Pats' robust run game only adds to Lions' worries
Allen Park — Patriots running back Jonas Gray is on the cover Sports Illustrated this week, with the tag line, "Jonas Gray … Because of Course".
It's a hat-tip to New England coach Bill Belichick's ability to find hidden gems and plug them into the lineup and have them excel. Gray powered the Patriots' best running performance of the season, with 201 yards and a franchise-record four touchdowns last week against the Colts.
Whether it's Gray, the newly signed LeGarrette Blount or Shane Vereen remains to be seen. Gray was sent home from practice Friday reportedly for arriving late to practice. He was set to apologize to Belichick later Friday but his status for Sunday's game was unclear.
The Patriots rank 13th in the NFL in rushing (115.7 yards), but the Lions defense will need to play particular attention to stopping the running game, as it opens up other things for quarterback Tom Brady to be able to have more options in their potent offense, which has averaged more than 40 points during the six-game win streak.
"(We'll) try to shut down the running game so they don't have the play-action because with the play-action game, they create big seams down there to throw to (Rob) Gronkowski and (Julian) Edelman," Lions defensive coordinator Teryl Austin said. "We've got to do a really good job overall defensively to slow this offense down."
The Lions have the top-ranked run defense, giving up just 68.8 yards per game. They haven't allowed a 100-yard rusher all season and the Jets (132 yards) are the only team that has crossed the century mark.
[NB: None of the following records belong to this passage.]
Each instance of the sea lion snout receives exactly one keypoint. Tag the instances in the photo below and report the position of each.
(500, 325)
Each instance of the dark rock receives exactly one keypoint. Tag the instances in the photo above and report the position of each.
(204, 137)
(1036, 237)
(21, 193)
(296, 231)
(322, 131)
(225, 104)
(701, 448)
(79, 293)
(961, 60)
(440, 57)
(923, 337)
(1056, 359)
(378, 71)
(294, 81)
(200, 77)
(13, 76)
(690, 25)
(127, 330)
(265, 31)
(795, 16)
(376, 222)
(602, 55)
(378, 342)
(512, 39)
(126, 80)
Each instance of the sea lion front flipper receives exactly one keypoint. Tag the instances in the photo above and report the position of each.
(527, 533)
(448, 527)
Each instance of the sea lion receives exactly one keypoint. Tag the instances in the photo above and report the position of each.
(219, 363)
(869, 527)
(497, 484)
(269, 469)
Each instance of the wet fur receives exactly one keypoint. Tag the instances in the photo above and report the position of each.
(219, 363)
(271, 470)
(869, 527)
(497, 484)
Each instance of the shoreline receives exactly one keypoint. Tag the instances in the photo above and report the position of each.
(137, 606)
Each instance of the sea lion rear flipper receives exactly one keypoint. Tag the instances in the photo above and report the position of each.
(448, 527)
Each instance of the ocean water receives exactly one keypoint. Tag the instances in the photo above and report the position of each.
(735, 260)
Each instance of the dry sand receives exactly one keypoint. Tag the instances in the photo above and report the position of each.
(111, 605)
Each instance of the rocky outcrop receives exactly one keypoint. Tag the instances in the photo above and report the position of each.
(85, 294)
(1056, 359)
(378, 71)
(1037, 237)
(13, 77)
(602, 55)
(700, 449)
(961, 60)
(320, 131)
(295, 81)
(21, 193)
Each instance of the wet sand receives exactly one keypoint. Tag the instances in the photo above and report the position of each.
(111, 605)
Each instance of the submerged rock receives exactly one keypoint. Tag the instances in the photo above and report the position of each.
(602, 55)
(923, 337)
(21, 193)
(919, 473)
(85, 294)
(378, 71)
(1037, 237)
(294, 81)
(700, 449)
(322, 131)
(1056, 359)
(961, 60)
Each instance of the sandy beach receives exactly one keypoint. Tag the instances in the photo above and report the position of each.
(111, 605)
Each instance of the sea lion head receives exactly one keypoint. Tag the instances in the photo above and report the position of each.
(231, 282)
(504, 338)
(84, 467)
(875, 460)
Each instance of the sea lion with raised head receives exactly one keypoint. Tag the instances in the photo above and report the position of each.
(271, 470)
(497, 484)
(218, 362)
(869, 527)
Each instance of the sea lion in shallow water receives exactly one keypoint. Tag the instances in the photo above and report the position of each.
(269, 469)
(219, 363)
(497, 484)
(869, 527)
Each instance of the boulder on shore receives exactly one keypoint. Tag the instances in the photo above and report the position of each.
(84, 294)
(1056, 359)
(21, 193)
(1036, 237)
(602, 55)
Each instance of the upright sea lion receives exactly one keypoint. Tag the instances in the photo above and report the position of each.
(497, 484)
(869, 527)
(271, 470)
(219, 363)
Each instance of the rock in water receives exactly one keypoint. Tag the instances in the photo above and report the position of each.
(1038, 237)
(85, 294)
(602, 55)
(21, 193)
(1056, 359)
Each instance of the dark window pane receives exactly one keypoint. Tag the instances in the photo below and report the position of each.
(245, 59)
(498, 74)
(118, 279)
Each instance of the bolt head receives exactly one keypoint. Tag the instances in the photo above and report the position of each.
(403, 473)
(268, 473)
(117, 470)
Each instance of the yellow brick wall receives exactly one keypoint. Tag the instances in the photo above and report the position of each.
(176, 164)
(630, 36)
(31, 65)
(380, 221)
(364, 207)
"We pride ourselves on playing good defense, so that's our goal, to play good defense — it doesn't matter who we play against," safety Glover Quin said. "They put up points and we don't give up points, so our goal is to go in there and not give up points, however we have to do it."
Quin said the Lions defense won't have to do anything unusual — like moving him or James Ihedigbo up in the box to try to stop the run game — leaving most of that responsibility to the defensive line, which has proved stingy against the run as well.
The Patriots added Blount, who was cut by the Steelers this week after leaving the field before the end of the game, to the roster. Blount had 772 yards and seven touchdowns last season with the Patriots and could be ready to play along with Gray on Sunday.
"There's certainly a possibility because he can get up to speed quickly with what they're doing. The recall in those regards, particularly for veteran players is minimal," Lions coach Jim Caldwell said. "We would assume he may be up and running and ready to roll. But Jonas Gray is doing a pretty good job too so we'd better be concerned about him as well."
The key to the Patriots ascension as the best team in the AFC has been the play of their offensive line, which has protected Brady — allowing only 16 sacks — and opening holes for their stable of running backs.
"They've stepped up and done a tremendous job all across the board. They're playing probably as well as any offensive line in the league is playing right now," Caldwell said. "They're averaging 40-something points in the last six games, so you know they're doing their job. 199 yards rushing is a formidable feat."
With Brady at the controls of the offense and Gronkowski a looming target, the Patriots present a litany of matchup problems, but controlling the run game is the key to short-circuiting Brady's option.
For defensive tackle C.J. Mosley, trying to worry about shutting down the Patriots offense and shutting down Brady is and unreasonable expectation, but slowing them down is more of a goal.
"It's nothing we can worry about. As far as their execution, that's flawless — one of the best teams. They have Brady, a mastermind," Mosley said. "It is what it is, somebody we have to prepare for. Their execution (is excellent), bar none."
Quin said there's a lot of attention on Brady, but if the Lions stay disciplined and stick to the game plan, they'll have a shot.
"Tom Brady is that guy, so everybody has to play their responsibility," Quin said. "If we execute our scheme, we won't have to inch up (against the run) at all."